Aims and objectives: To gauge AF cryoablation success rates, complications, age, gender distribution and the number of patients who were on NOACs versus warfarin. To determine how AF subtype, left atrial (LA) size, ejection fraction and previous DC cardioversion (DCCV) impacted on AF recurrence post ablation. To determine the number of patients who were able to stop antiarrhythmics post ablation.

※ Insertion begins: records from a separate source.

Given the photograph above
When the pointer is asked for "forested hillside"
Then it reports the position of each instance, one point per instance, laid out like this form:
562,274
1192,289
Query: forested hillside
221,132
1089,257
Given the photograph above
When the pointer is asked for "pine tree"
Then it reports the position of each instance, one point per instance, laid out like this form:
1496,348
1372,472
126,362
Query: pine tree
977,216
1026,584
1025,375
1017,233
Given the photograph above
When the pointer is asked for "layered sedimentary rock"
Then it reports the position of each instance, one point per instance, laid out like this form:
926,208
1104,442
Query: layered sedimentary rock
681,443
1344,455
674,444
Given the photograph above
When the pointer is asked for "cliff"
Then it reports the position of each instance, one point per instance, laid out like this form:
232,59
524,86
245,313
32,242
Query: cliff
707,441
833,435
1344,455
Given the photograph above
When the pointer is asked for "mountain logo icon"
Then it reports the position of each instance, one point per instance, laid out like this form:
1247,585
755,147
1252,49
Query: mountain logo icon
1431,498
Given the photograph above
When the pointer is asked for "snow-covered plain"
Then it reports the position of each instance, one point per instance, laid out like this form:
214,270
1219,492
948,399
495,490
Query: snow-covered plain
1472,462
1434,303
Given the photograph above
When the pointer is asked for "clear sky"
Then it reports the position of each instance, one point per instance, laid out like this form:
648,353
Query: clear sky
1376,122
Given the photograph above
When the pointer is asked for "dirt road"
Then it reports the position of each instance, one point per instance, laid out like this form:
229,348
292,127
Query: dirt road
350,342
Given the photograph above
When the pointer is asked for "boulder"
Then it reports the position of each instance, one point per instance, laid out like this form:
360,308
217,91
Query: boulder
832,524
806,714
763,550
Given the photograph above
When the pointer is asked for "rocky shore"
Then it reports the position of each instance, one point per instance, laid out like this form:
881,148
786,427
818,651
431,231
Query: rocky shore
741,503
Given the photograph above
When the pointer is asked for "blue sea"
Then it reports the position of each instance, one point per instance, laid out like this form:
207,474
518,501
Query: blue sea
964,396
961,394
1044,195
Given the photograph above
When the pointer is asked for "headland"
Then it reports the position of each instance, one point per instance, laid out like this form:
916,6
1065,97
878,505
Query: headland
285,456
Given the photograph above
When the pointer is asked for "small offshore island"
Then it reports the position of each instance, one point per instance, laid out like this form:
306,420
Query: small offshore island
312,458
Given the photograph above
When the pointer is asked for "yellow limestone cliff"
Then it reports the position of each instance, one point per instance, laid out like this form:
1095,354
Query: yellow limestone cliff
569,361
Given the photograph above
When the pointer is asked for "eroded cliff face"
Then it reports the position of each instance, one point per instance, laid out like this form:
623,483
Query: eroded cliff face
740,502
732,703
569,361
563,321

Methods: We employed a retrospective analysis of our cryoablation service from February 2018 to February 2019 at Worcester Royal Hospital. Our sample size was 50 patients. We audited against the BHRS standards for Interventional Electrophysiology study and catheter ablation in adults. We used clinical databases to collate cryoablation reports, clinical data and investigations. We systematically input data into an excel spreadsheet and used this program to create tables and graphs.
Results: The gender distribution was 60% male and 40% female. The average age of patients was 62 years. Twenty-two percent had persistent and 78% paroxysmal atrial fibrillation (PAF), 8% were on warfarin and 92% on a NOAC (73.9% on apixaban, 19.6% rivaroxaban and 6.5% dabigatran). The average CHADSVASC score was 2. 72.7% of patients with PAF had previous DCCV prior to cryoablation versus 25.6% in persistent AF. Patients with PAF: 61.5% had a normal LA size, 23.1% mildly dilated, 10.3% moderately dilated and 5.1% severely dilated LA. Patients with persistent AF: 36.4% had a normal LA size, 45.6% mildly dilated, 9% moderately dilated and 9% severely dilated LA. Immediate complications: MAJOR- one periprocedural CVA, one periprocedural TIA; MINOR- one phrenic nerve paresis with full recovery at end of case and two patients had prolonged bleeding from puncture site. At the 3 months clinic review: two patients had ECG proven PAF-listed for redo cryoablation, three with probable PAF-(24-hour ECGs were requested); three had persistent AF (one failed DCCV- amiodarone commenced, flecainide started in another and the third was offered redo cryoablation but opted for amiodarone). One patient was found to be in atrial flutter (offered DCCV). Success rate at 3 months: 89.7%
PAF and 72.7% for persistent AF. Success rate at 6 months: 84.6% PAF and 63.6% for persistent AF. Forty percent of patients who had recurrence of AF within 6 months of cryoablation had previous DCCV whereas 60% of them did not. All patients who had a recurrence of AF had preserved EF. Counterintuitively no patients with moderate to severe LA dilatation had a recurrence of AF. 32.1% of patients with a normal LA size had recurrence at 6 months and 28.6% with mild LA enlargement had recurrence at 6 months. Forty-eight percent of patients who underwent cryoablation were on antiarrhythmics. Of these, 70.8% were on flecainide, 25% on amiodarone and 4.2% on sotalol. Antiarrhythmic discontinuation: 33.3% immediately post-procedure, 41.7% at 3 months check and 4.2% at 6 months.
Conclusion: Our success rates at 6 months of 84.6% for PAF and 63.6% for persistent AF mirrored international trends. We had no deaths, aortic injuries or atrio-oesophageal fistulas. We had low complication rates and an inverse relationship between left atrial size and ejection fraction with AF recurrence.